To aid their efforts, the group using canines, among numerous other technologies. 

"It's very important, we've got to be able to set up a radio to contact the people in the field and now we don't have antennas, tripods, equipment, tools," Brown said. "We just don't have anything."

All of the squad's gear is gone. Brown has typically kept it all in a trailer, securely locked, in the backyard of his home on Alger Ave. near Iroquois Park.

He woke up on New Year's Eve and checked his Blink camera, which showed the trailer not in its usual spot. 

"It was kind of gut-wrenching. I mean you're sitting there and it's gone," Brown said. 

Credit: Jefferson Co. Search Dog Association

A neighbor's Ring doorbell camera shows a white SUV pulling away what appears to be a white trailer, matching that of the association's. 

"The had to have been scouting. They had to know where it was at and they had to be proficient in being thieves," Brown said. "They had seen it, they targeted it, and they came and got it."

Brown estimates the trailer and the equipment cost about $7,000. 

"It definitely is going to hurt. It's going to stop us. We are not going to be able to be as efficient at our communications capabilities as we were in the past and that actually hinders the safety of the missing person and of our team," Brown said.

The group is made up of all volunteers, who largely foot the bill for the equipment. 

"It's going to take us a while to build it, it took us a while to get it," he said. "So it's not only time, money, and effort, and a hit to our community, it's just kind of devastating."
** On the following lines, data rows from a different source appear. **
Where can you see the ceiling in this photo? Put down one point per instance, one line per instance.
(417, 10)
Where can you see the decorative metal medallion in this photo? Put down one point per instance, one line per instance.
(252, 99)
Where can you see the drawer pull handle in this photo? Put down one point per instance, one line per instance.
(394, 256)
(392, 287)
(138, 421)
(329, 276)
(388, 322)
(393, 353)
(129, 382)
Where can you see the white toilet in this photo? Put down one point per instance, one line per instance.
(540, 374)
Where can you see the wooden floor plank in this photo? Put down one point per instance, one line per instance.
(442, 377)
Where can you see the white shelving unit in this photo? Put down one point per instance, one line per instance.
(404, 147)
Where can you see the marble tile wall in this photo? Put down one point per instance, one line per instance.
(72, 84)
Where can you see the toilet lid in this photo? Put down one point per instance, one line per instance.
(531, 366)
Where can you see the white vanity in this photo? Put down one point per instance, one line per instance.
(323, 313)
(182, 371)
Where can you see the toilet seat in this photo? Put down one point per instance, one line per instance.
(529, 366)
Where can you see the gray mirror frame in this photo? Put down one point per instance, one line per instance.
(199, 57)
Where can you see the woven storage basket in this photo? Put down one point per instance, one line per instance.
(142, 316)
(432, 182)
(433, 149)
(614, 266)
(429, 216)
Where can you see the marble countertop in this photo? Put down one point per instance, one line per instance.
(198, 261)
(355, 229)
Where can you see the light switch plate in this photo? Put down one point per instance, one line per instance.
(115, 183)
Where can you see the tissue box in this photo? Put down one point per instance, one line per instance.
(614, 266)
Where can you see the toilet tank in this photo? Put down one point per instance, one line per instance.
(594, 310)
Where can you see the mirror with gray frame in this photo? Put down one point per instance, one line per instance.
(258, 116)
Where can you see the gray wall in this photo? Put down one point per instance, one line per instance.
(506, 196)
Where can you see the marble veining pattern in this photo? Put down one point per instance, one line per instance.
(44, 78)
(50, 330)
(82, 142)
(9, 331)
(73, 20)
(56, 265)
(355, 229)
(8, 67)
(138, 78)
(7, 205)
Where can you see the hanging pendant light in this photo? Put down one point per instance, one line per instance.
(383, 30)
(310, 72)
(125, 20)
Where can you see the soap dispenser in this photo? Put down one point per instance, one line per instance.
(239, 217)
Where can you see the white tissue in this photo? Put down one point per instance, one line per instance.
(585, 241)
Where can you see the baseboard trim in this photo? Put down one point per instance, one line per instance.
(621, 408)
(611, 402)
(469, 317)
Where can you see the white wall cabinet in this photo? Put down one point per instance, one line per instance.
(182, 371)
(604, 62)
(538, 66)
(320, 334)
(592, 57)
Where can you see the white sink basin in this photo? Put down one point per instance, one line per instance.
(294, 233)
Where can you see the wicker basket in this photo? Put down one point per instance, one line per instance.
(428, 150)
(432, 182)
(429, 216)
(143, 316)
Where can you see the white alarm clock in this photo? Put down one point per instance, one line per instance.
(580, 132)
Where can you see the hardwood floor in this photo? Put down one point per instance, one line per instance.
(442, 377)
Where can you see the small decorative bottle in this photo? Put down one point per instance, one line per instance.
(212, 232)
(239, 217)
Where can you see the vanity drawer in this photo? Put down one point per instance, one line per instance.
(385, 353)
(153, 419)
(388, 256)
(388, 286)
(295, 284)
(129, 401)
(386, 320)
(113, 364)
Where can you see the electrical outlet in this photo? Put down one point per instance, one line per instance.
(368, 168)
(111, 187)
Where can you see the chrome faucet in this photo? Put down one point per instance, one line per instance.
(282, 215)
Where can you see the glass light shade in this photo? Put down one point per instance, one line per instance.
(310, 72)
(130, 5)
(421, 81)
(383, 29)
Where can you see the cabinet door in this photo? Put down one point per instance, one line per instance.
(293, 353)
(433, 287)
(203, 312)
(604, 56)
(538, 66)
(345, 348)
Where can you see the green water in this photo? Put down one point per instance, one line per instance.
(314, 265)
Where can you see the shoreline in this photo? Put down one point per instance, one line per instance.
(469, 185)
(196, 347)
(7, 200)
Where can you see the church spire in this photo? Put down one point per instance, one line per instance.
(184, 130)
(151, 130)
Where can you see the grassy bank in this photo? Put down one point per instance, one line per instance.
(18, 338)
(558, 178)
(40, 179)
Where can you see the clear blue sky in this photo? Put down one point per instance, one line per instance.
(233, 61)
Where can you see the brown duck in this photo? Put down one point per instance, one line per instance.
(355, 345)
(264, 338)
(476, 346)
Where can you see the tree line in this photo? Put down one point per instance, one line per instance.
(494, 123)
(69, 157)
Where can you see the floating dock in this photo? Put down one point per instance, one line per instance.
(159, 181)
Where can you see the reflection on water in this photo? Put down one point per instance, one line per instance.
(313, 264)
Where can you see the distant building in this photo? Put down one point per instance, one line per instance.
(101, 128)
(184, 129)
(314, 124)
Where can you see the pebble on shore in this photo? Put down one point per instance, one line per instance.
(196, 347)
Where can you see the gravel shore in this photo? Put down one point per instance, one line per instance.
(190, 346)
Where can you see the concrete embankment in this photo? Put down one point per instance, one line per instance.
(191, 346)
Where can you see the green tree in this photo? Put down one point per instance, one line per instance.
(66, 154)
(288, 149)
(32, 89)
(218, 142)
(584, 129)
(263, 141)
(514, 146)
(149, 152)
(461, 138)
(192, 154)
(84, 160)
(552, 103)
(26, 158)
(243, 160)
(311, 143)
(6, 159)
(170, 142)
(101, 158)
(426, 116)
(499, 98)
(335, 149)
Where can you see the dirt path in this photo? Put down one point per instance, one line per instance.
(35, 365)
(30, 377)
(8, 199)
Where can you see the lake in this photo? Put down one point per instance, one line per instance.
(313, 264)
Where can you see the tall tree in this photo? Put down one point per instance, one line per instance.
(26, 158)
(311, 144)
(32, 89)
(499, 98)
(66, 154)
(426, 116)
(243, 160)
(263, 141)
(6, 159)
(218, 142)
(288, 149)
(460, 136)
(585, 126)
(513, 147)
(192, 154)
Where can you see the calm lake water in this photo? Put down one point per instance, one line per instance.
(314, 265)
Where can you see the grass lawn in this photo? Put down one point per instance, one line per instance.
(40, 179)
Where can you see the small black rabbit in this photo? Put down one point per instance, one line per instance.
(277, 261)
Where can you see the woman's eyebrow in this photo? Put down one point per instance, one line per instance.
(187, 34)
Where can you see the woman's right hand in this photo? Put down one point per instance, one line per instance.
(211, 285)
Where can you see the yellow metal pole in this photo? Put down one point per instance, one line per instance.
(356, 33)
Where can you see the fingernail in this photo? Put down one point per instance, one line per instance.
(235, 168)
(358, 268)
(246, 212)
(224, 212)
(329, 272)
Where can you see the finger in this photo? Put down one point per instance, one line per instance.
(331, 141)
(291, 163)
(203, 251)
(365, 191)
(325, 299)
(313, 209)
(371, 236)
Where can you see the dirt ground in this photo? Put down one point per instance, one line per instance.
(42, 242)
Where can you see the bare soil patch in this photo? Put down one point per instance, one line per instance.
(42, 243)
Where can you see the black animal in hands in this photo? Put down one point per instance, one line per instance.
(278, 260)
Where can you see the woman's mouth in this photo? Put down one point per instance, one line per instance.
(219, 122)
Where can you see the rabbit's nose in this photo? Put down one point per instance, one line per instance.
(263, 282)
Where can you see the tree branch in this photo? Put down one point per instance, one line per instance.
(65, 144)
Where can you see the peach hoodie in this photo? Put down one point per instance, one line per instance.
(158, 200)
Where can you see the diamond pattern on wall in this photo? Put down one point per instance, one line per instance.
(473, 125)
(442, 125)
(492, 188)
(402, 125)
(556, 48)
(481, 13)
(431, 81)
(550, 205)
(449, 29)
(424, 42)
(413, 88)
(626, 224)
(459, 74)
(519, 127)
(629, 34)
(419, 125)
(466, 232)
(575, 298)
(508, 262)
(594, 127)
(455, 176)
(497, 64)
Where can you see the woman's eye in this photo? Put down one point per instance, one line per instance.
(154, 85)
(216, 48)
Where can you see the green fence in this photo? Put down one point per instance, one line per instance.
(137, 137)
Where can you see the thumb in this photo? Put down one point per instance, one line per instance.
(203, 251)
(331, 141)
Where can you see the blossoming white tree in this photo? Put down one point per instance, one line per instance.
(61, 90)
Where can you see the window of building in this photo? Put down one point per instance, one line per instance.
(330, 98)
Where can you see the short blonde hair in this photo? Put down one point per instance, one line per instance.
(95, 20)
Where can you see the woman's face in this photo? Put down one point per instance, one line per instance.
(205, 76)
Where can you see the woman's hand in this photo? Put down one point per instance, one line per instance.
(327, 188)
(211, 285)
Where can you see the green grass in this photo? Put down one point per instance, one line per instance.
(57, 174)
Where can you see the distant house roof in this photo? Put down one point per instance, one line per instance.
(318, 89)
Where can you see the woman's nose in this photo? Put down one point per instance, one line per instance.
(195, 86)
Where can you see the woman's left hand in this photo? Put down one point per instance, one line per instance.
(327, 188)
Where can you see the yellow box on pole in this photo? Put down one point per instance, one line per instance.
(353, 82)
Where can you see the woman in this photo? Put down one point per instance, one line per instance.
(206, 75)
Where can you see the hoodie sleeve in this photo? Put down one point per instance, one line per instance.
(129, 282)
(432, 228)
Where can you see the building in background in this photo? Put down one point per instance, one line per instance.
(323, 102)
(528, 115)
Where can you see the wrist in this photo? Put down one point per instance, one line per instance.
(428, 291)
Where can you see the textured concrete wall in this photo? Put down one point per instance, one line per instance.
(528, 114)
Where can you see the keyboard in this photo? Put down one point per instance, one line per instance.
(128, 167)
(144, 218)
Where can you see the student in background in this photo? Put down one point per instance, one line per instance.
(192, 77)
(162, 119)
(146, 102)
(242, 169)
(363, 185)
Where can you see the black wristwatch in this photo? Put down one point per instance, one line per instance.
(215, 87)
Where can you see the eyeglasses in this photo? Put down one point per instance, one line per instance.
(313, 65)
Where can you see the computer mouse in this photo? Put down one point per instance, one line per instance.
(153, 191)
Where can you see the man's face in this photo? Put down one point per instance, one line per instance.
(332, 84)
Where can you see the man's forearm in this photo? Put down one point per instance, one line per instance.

The association has reported the theft to LMPD, and remains hopeful the public's help can result in the return of their belongings. 

"The big hope is that we get the content of the trailer," brown said. "However we can get it, we really, really, would love to be able to offer that same abilities that we had before."

In the meantime, the group is collecting donations at its website jcsda.com to help re-build its gear.